Le président américain Donald Trump et le Premier ministre italien Giuseppe Conte à la Maison Blanche, le 30 juillet 2018. — Evan Vucci/AP/SIPA

C’est un tête-à-tête entre populistes. Donald Trump a accueilli lundi à la Maison Blanche le chef du gouvernement italien Giuseppe Conte, un dirigeant européen populiste avec lequel il partage des affinités, notamment sur l’immigration, le commerce et la Russie.

« C’est un homme qui fait un travail formidable », a estimé dans le Bureau ovale le président des Etats-Unis, saluant la politique migratoire de Conte. « Je sais qu’il a une position très ferme à la frontière », a poursuivi Donald Trump. « Beaucoup d’autres pays en Europe devraient faire pareil », a estimé le locataire de la Maison Blanche, volontiers critique à l’égard de l’Union européenne, avant un premier entretien en tête-à-tête qui devait être suivi de discussions bilatérales élargies aux délégations.

Pression du patron de la Ligue

Selon la presse italienne, la visite à Washington de ce professeur de droit sans expérience politique doit lui permettre de se doter d’une stature internationale, lui qui, en Italie, est régulièrement dans l’ombre de ses deux encombrants vice-présidents du Conseil qui l’ont choisi pour diriger le gouvernement : Luigi Di Maio, chef des antisystèmes du Mouvement 5 Etoiles, et Matteo Salvini, patron de la Ligue, une formation d’extrême droite. Mais ce dernier, à l’origine de la fermeté affichée par Rome sur l’immigration, a une nouvelle fois fait parler de lui dimanche en postant sur Facebook, le jour de l’anniversaire de la naissance de Benito Mussolini, une phrase souvent prononcée par le dictateur fasciste -- « beaucoup d’ennemis, beaucoup d’honneur ».

Amis de la Russie

Autre point commun entre Trump et Conte : les deux hommes sont favorables à de meilleures relations avec la Russie. Au Canada, le président américain avait appelé le G7 à réintégrer la Russie, exclue en 2014 après l’annexion de la Crimée. « Ils devraient réintégrer la Russie. Parce que nous devrions avoir la Russie à la table de négociations », avait-il dit. Conte, dont c’était la première grande réunion internationale, s’était dit « d’accord » avec le président américain, se démarquant de ses collègues européens.
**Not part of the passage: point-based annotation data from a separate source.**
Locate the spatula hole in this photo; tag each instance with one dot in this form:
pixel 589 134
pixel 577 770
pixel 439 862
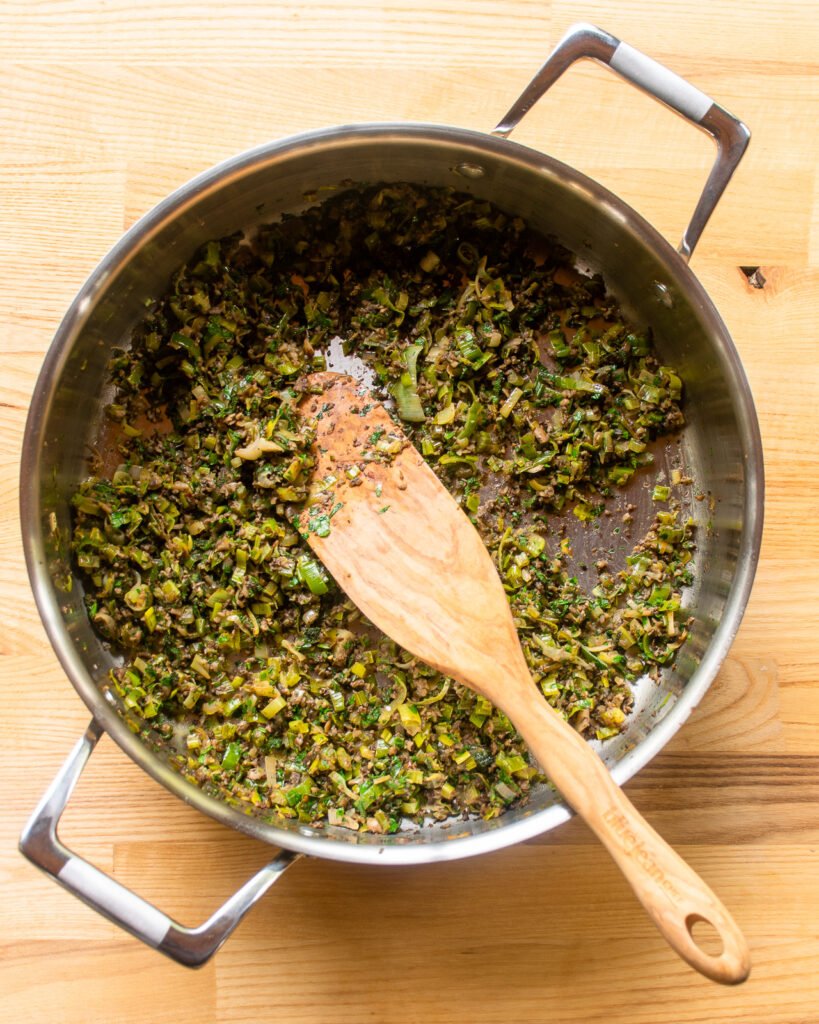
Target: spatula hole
pixel 704 935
Sur le commerce, les deux hommes partagent le même scepticisme à l’égard du libre-échange : Trump a dénoncé plusieurs accords internationaux comme l’Aléna (avec le Canada et le Mexique) ou l’accord de libre-échange transpacifique (TPP), tandis que le gouvernement de Conte refuse de ratifier l’accord de libre-échange entre l’Union européenne et le Canada (CETA).

Dans le domaine de la défense, en revanche l’Italie a fait savoir qu’il était hors de question qu’elle atteigne l’objectif de dépenses pour le secteur à hauteur de 2 % du PIB, a fortiori le nouvel objectif de 4 % fixé par Donald Trump aux alliés lors du dernier sommet de l’Otan.